Para detectar más rápido estos errores, la plataforma ha empezado a apoyarse también en la inteligencia artificial. Aun así, tal y como ellos mismos recomiendan, lo mejor es no fiarse ciegamente de Wikipedia. Ni de ella ni de nada. La inteligencia más eficaz a la hora de contrastar la información sigue siendo la humana.
Más espíritu crítico
Más allá del poder de las grandes empresas tecnológicas, lo cierto –como expone Díez– es que “vivimos un momento histórico en el que tenemos más acceso al conocimiento que nunca y si nos dedicamos a investigar un poco sí que podemos contrastar las cosas de una manera mucho más sencilla que antes”.
Para eso, indica el sociólogo y especialista en neuropsicología Vicente Huici, hay que aprender a nadar a contracorriente, porque la velocidad y el exceso de información conspiran para hacernos cada vez más crédulos. “El ser humano lo fía todo a la conectividad y pone muy escasa atención.

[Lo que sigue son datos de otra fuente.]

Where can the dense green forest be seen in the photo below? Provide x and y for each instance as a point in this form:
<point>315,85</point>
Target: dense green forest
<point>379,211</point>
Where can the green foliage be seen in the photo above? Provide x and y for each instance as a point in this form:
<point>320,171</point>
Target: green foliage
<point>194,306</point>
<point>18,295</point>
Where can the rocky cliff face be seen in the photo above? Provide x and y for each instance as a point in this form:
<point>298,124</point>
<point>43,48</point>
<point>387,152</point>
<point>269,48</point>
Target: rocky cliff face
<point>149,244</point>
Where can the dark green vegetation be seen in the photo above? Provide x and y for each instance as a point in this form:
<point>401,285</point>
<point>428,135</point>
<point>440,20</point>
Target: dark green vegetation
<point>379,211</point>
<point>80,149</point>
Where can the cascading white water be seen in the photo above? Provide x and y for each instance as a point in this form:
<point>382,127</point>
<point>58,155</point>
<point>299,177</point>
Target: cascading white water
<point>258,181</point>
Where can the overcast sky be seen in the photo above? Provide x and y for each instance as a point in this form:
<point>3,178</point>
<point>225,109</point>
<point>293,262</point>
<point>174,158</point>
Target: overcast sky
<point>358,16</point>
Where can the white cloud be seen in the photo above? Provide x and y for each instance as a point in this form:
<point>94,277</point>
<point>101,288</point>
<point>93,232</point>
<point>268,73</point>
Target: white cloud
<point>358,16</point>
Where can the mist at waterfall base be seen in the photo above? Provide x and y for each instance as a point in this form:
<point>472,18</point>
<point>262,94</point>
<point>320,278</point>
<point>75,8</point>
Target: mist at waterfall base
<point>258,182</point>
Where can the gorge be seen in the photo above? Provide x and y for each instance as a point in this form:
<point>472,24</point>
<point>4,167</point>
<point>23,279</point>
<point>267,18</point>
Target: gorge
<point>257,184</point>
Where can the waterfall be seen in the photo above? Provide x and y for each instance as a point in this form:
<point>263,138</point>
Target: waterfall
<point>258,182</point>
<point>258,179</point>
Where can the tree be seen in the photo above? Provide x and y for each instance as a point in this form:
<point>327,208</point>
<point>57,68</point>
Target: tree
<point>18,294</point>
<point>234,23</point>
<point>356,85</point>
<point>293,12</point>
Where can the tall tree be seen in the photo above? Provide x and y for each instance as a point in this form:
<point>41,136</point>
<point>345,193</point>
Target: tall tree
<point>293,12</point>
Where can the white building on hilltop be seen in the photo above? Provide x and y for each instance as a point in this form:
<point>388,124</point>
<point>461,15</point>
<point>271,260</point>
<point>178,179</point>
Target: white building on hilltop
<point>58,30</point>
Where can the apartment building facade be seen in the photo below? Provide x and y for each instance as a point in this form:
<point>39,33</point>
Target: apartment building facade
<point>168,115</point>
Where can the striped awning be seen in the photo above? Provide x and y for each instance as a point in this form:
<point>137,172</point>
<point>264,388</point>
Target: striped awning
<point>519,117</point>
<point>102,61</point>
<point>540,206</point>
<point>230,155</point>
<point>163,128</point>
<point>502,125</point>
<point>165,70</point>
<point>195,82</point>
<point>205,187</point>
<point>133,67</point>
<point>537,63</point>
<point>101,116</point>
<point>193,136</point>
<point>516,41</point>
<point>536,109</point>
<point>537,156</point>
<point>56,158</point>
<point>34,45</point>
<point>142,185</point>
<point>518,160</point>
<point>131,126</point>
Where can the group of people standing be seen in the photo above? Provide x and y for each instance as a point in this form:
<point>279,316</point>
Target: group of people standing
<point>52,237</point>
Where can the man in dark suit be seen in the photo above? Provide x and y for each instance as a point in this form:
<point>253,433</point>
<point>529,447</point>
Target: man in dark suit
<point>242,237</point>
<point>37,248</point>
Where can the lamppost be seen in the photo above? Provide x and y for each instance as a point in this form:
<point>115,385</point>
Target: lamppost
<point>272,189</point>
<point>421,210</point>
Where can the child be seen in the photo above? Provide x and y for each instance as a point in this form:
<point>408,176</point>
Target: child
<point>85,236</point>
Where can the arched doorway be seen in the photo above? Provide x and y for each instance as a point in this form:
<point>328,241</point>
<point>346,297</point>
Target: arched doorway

Al haber más información y menos capacidad crítica, esto aboca a una especie de bloqueo”, advierte.
Curiosamente ese bloqueo puede conducirnos al extremo totalmente opuesto: al escepticismo total, a no creer en nada por sistema y eso también es un peligro.
“El escepticismo puede llevarnos a una especie de silencio social. Gente que opte por vivir en su burbuja. Esto ya se aprecia en los altos niveles de abstención”, añade Huici.
Ante esto, la clave –según el profesor Abadal– “está en la educación”, en alimentar desde muy temprano el espíritu crítico, pero también en recordar que las fuentes tradicionales de saber siguen siendo válidas. “Por mucho que estemos en el mundo digital, el papel de las bibliotecas sigue siendo muy importante para no crear brechas culturales e informativas entre la población”. Como dice la popular frase del escritor Neil Gaiman: “Google puede darte 100.000 respuestas. Un bibliotecario puede darte la correcta”.